Martin McDonagh brings us a dark horse in the form of “Three Billboards Outside Ebbing, Missouri” starring Frances McDormand as Mildred Hayes, Woody Harrelson as Chief Of Police William Willoughby in a dark comedic drama. Months have passed since the terrible murder of Mildred’s Daughter and there has been no leads, no new information and to date no culprits for the terrible crime. A Mother with no closure and in constant despair decides to make a bold statement to Willoughby and his Force in the form of renting three rundown billboards that haven’t been used since 1986 and leaving controversial messages on them directed at the Chief of Police. Trouble brews in the form of Willoughby’s second in command Officer Dixon played by Sam Rockwell who gets involved and the battle between Mildred and the Police is only exacerbating the situation.

“Three Billboards” of course won four Golden Globe Awards for Best Motion Picture – Drama, Best Performance by an Actress (Frances McDormand) in a Motion Picture – Drama, Best Performance by an Actor in a Supporting Role (Sam Rockwell) in a Motion Picture and Best Screenplay – Motion Picture (Martin McDonagh) and for me arrived under the radar. Don’t get me wrong I had heard of this picture with the strange name and you could be forgiven for not taking too much notice of this films release. Especially when you realise what the film was up against at these awards.

Frances McDormand is brilliant. It’s as simple as that. Every scene and every line is delivered perfectly by the Academy Award Winning Actress (Best Actress in a Leading Role in Fargo as Marge Gunderson) her portrayal of a tortured soul is all there to see in her performance. You can feel her anguish and frustration in the Police Department and although the subject matter is pretty grim, there is little nuggets of humour in there and McDormand handles these brilliantly, without them being out of place.

When I first knew about this film and the character Woody Harrelson would be playing I assumed he would be an unlikeable guy. On the contrary, Willoughby isn’t your normal two dimensional town sheriff. He has issues in his own life and actually comes across as a decent guy who by the looks of things has exhausted his leads in the murder case and his resources look pretty limited. Harrelson’s portrayal of the character is realistic that although this case is at the top of Mildred Hayes list of priorities, he has other issues in his profession and more importantly with his health that Mildred is unaware of.

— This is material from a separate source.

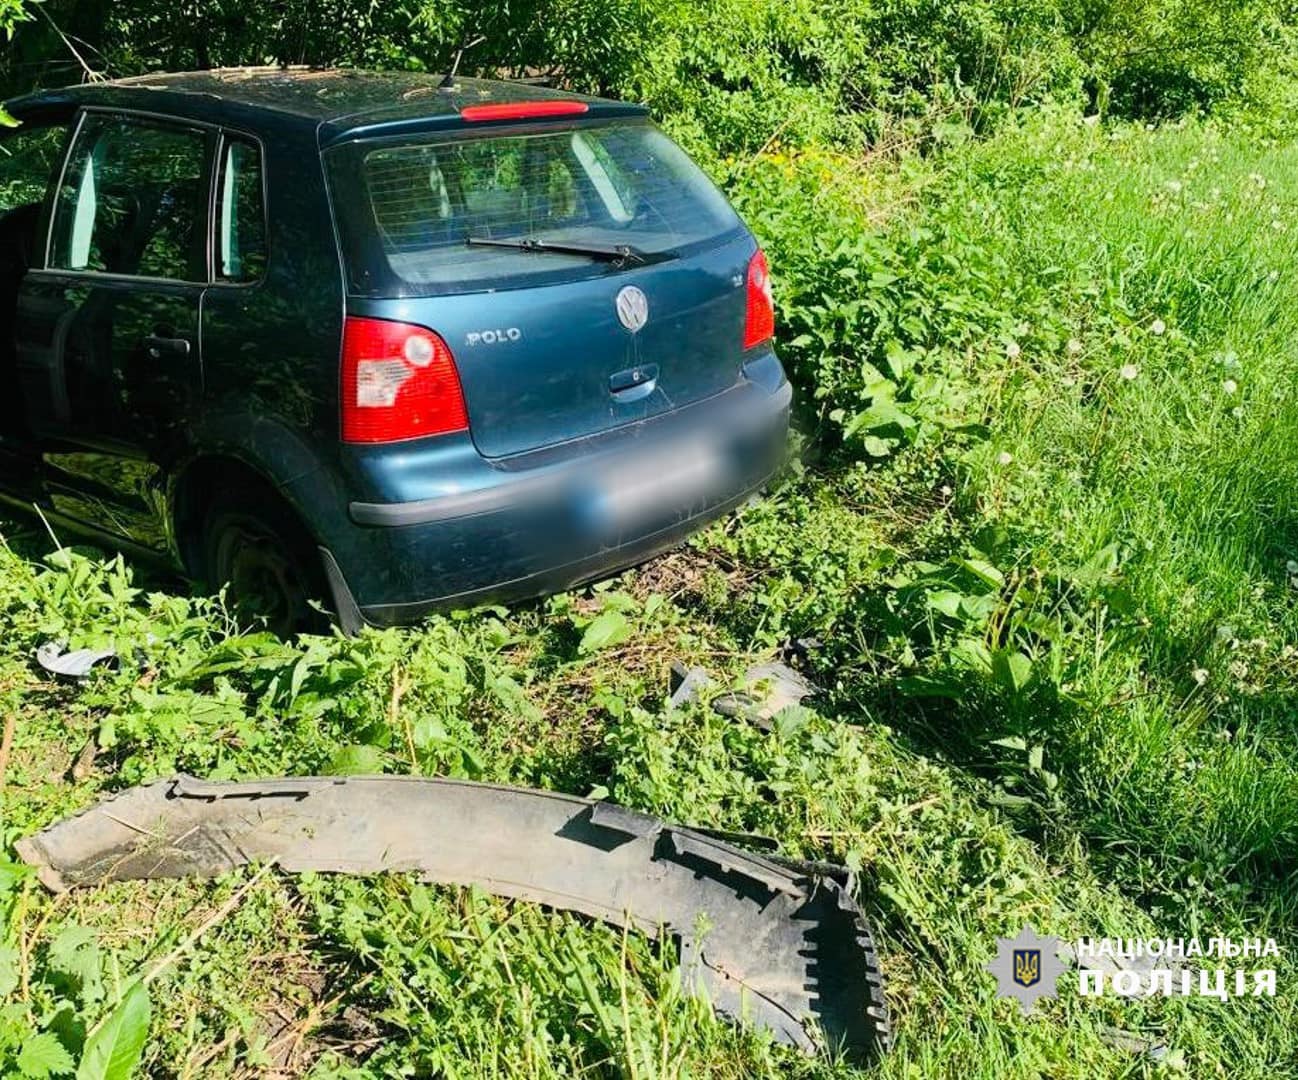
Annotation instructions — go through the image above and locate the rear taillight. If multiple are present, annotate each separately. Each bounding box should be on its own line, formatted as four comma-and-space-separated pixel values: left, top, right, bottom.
743, 248, 775, 349
341, 316, 468, 444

This infuriates Officer Dixon in knowing his Boss is seriously unwell and Mildred’s Billboard stunt is the last thing the Chief Of Police needs. Sam Rockwell portrays the character as someone who respects Willoughby and aspires to be one day. Dixon is protective of his senior officer and as the film rolls on you get to see his violent side. I first saw Rockwell in both 1999 films The Green Mile and Galaxy Quest and then again in 2001’s Heist as Jimmy Silk and I have followed his career ever since. His character is full of anger and frustration. This is due to the fact that Dixon is the Sole Carer to his Mother after his Father died and appears bitter to his predicament. I think this is why the character is the way he is with Willoughby. He sees him as a father figure and is constantly looking for his approval.

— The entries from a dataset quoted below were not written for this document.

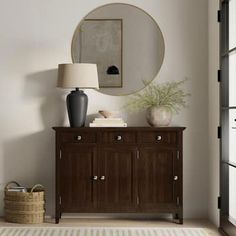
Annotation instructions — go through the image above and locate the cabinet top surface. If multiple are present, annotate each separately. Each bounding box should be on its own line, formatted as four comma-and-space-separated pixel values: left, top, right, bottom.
53, 127, 186, 131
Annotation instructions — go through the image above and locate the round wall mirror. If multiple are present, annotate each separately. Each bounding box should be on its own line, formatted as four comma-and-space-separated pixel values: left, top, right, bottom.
72, 3, 165, 96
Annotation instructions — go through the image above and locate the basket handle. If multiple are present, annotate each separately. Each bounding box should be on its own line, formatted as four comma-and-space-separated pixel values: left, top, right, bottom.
5, 181, 21, 191
31, 184, 44, 193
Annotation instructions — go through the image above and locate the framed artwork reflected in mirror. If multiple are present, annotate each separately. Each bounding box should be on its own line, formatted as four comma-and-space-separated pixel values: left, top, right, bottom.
80, 19, 122, 88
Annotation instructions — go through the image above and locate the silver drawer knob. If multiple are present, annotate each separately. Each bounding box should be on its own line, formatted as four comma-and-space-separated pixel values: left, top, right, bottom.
100, 176, 105, 181
116, 135, 122, 141
76, 135, 82, 141
156, 135, 162, 141
93, 176, 98, 181
174, 176, 178, 181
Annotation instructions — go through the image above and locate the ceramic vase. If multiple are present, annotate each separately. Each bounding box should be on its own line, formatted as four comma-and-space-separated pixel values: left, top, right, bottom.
66, 89, 88, 127
146, 106, 172, 127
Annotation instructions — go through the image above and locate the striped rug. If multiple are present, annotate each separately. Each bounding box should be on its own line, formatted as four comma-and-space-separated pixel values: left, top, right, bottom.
0, 227, 208, 236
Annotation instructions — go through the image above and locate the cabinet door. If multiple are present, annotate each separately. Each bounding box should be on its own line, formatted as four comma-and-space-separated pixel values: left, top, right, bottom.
138, 147, 179, 210
60, 144, 97, 212
98, 146, 137, 211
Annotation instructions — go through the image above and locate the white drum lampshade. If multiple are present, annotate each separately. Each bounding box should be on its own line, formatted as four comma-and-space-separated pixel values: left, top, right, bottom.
57, 63, 99, 89
57, 63, 99, 127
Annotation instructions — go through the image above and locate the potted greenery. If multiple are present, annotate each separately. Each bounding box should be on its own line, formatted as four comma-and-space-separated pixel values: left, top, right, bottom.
124, 79, 190, 126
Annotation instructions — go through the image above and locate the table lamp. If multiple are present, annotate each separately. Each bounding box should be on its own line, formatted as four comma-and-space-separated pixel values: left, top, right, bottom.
57, 63, 99, 127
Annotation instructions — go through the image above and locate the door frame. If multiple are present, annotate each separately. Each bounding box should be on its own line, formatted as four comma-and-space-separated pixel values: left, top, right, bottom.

This film is shot beautifully and with vibrant colours. McDonagh already an Academy Award Winner in 2004 for a Best Short Film in Six Shooter displays his directorial talents again. As far as writing goes, McDonagh again knocks it out the park. The script is solid and when you realise this is the guy who was also nominated in 2008 for Best Screenplay for the film “In Bruges” you can see why. Do I have any issues at all with the film? Well yes, it’s not perfect in the sense of tone at times.

Having spoken to a few people, they have had different experiences with this film from being emotional to finding the film very funny. I get that as the film has all of that but in some scenes (not many) I felt a little unsatisfied in how I was meant to feel and some people I know have felt that way too, but as I said it’s nitpicking and the same can be said for the films final third. Just when you thought we were going to get some closure and resolve for poor Mildred a lead turned out to be a red herring.

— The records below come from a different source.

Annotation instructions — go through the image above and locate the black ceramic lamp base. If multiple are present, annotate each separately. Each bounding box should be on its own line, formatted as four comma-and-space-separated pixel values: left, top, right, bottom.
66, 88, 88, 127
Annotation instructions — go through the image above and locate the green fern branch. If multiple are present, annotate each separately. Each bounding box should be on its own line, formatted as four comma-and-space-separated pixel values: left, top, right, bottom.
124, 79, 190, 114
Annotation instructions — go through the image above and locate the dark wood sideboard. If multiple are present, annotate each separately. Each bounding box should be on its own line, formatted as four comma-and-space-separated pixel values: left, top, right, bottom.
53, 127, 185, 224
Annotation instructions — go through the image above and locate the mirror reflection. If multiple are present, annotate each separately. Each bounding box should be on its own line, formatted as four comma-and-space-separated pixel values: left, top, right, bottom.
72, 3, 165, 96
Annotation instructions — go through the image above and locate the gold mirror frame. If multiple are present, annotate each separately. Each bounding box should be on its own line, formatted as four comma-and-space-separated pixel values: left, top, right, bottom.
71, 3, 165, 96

One of the more surprising things about the lead comes from none other than Officer Dixon who overheard a conversation between two out of town men bragging about a crime they committed that matches that of Mildred’s Daughter. If anything came out of this, it was how the relationship between the grieving mother and the Dixon actually bettered at the stories climax. Although the two men who committed a crime had nothing to do with Mildred’s Daughter both Dixon and Mildred bonded in the sense they agreed to pay these two men a visit…armed.

Overall I enjoyed the movie and I can see why it got the attention it deserved at the Golden Globes. It remains to be seen how it will fare at the Academy Awards shortly but let’s put it this way there will be a lot more attention on “Three Billboards Outside Ebbing, Missouri” this time and I think it deserves the recognition. Highly Recommended.